Pan, Y., Feng, Y., et al. (2025, September 5).
arXiv.org.
https://arxiv.org/abs/2509.05276
Abstract
Mainstream Transformer-based large language models face major efficiency bottlenecks: training computation scales quadratically with sequence length, and inference memory grows linearly, limiting long-context processing. Building large models on non-NVIDIA platforms also poses challenges for stable and efficient training. To address this, we introduce SpikingBrain, a family of brain-inspired models designed for efficient long-context training and inference. SpikingBrain leverages the MetaX GPU cluster and focuses on three aspects: (1) Model Architecture: linear and hybrid-linear attention architectures with adaptive spiking neurons; (2) Algorithmic Optimizations: an efficient, conversion-based training pipeline and a dedicated spike coding framework; (3) System Engineering: customized training frameworks, operator libraries, and parallelism strategies tailored to MetaX hardware.
Using these techniques, we develop two models: SpikingBrain-7B, a linear LLM, and SpikingBrain-76B, a hybrid-linear MoE LLM. These models demonstrate the feasibility of large-scale LLM development on non-NVIDIA platforms. SpikingBrain achieves performance comparable to open-source Transformer baselines while using only about 150B tokens for continual pre-training. Our models significantly improve long-sequence training efficiency and deliver inference with (partially) constant memory and event-driven spiking behavior. For example, SpikingBrain-7B attains over 100x speedup in Time to First Token for 4M-token sequences. Training remains stable for weeks on hundreds of MetaX C550 GPUs, with the 7B model reaching a Model FLOPs Utilization of 23.4 percent. The proposed spiking scheme achieves 69.15 percent sparsity, enabling low-power operation. Overall, this work demonstrates the potential of brain-inspired mechanisms to drive the next generation of efficient and scalable large model design.
Here are some thoughts:
The SpikingBrain project introduces a new family of large language models (LLMs) inspired by how the human brain works, specifically how biological neurons communicate using sparse, event-driven "spikes." The goal is to build powerful AI models that are dramatically more efficient, especially when handling very long documents or conversations, while still matching the performance of today's best open-source models.

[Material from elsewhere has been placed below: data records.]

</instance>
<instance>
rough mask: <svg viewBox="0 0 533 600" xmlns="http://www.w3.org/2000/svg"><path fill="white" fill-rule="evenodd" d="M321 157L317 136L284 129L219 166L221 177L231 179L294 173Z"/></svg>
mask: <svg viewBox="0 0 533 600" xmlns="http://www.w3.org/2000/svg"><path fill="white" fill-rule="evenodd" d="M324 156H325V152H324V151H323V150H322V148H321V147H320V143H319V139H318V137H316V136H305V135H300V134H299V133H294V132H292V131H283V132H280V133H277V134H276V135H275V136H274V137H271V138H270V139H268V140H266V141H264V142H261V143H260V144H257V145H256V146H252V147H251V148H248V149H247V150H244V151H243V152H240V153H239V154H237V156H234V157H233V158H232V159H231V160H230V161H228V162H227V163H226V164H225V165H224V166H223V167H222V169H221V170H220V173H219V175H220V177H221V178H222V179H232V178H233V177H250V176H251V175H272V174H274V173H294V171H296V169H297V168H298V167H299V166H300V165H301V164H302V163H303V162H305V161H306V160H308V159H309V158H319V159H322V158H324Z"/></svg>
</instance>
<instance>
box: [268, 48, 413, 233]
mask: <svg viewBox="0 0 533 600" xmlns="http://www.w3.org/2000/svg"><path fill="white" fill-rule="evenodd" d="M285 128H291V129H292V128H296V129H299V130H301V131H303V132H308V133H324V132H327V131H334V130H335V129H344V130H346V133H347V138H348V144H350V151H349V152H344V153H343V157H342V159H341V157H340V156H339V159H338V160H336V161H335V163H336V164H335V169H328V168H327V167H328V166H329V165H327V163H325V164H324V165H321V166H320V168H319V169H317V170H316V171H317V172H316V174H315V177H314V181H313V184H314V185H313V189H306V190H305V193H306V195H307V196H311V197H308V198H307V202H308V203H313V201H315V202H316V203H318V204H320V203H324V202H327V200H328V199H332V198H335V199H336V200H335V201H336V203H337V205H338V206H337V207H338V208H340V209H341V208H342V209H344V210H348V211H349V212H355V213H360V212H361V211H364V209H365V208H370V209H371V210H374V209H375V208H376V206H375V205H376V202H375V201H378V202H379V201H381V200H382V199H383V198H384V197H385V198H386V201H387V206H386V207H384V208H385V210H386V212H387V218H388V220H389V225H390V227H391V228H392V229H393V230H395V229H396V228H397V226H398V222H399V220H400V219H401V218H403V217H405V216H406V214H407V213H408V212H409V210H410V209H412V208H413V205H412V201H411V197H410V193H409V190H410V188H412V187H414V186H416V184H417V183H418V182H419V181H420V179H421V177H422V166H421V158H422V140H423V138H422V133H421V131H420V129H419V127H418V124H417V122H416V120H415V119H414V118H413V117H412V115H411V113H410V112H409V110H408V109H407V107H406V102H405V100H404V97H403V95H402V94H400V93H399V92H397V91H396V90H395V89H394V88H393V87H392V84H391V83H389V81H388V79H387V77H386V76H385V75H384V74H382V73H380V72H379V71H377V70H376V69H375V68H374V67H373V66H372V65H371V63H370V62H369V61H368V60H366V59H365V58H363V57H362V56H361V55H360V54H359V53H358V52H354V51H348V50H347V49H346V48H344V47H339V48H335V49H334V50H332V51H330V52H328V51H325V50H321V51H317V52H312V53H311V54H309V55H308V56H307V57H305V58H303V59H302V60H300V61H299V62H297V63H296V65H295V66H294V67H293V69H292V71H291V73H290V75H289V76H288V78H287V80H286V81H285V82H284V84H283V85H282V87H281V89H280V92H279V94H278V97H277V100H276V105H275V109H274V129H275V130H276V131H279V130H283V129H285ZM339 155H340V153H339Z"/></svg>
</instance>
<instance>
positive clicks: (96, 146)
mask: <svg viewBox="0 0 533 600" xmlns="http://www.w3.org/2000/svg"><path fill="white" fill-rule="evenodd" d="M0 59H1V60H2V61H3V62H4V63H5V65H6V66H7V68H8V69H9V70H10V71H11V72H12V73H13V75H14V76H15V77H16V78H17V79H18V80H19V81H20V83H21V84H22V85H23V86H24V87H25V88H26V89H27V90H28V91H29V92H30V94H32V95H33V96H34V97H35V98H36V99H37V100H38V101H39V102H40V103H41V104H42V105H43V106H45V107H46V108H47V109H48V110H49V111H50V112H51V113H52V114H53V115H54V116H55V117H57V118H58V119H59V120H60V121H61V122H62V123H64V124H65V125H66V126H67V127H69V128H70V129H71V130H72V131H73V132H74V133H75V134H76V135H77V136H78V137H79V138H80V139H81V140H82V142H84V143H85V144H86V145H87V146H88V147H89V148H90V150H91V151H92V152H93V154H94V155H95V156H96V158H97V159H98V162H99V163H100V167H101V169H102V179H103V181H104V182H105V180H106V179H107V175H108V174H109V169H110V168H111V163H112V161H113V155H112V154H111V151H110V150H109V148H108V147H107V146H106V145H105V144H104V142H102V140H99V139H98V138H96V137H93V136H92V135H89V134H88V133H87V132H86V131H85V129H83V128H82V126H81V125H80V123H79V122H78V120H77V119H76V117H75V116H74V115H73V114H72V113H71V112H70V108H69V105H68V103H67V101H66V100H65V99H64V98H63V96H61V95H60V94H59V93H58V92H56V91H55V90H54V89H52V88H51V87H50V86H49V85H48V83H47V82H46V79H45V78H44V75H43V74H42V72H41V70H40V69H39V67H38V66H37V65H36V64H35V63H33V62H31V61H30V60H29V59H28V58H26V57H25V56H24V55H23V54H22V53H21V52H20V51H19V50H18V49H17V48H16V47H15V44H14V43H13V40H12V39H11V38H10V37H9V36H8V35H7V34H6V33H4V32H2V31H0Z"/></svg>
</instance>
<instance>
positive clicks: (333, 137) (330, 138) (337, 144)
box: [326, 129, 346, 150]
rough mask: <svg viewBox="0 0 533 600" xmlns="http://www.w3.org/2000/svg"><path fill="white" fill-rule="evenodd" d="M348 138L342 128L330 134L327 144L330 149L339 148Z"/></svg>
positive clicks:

Why does this matter? Current LLMs (like those based on the Transformer architecture) are incredibly powerful but also incredibly expensive to train and run. Their computational cost grows quadratically with input length, and they require massive amounts of memory during inference. This makes them impractical for long-context tasks or deployment on edge devices.
SpikingBrain tackles these problems with three big ideas:
- Brain-Inspired Architecture: Instead of standard attention (which is computationally heavy), SpikingBrain uses "linear attention" and hybrid designs that scale linearly with sequence length. This means training and inference stay fast and memory-efficient, even for sequences millions of tokens long. One of their models achieved over a 100x speedup in generating the first response token for a 4-million-token input!
- Efficient Training from Existing Models: Rather than training from scratch (which requires trillions of tokens), SpikingBrain "converts" existing open-source models (like Qwen2.5) using only about 150 billion tokens, roughly 2% of what's normally needed. They also use a clever "MoE upcycling" technique to expand model capacity without massive extra compute.
- Spiking Neurons for Ultra-Low Power: During inference, activations are converted into "spike trains," which are sparse, integer-based signals that mimic how real neurons fire. This achieves ~69% sparsity, meaning most computations are skipped unless a "spike" occurs. On future neuromorphic (brain-like) hardware, this could slash energy consumption by up to 97% compared to standard chips, making it perfect for mobile or embedded AI.
The team built and tested two models:
- SpikingBrain-7B: A lean, linear model optimized for long-context speed.
- SpikingBrain-76B: A larger, hybrid model using Mixture-of-Experts (MoE) for higher performance while keeping efficiency.
Both were trained entirely on MetaX GPUs, a non-NVIDIA platform, proving that cutting-edge, brain-inspired AI can be developed outside the usual hardware ecosystems. The training was stable over weeks, even at 76B parameters, and achieved high computational efficiency.
In tests, these models performed nearly as well as much larger or more expensive Transformer-based models, despite using far less training data and compute. They also demonstrated constant (or near-constant) memory usage during inference, a game-changer for long-document processing.
In short, SpikingBrain shows that by borrowing principles from neuroscience, such as sparse activation, event-driven computation, and efficient memory mechanisms, we can build the next generation of LLMs that are not just smarter, but also faster, leaner, and far more energy-efficient. This opens the door to running powerful AI on everything from data centers to your smartphone without melting your battery.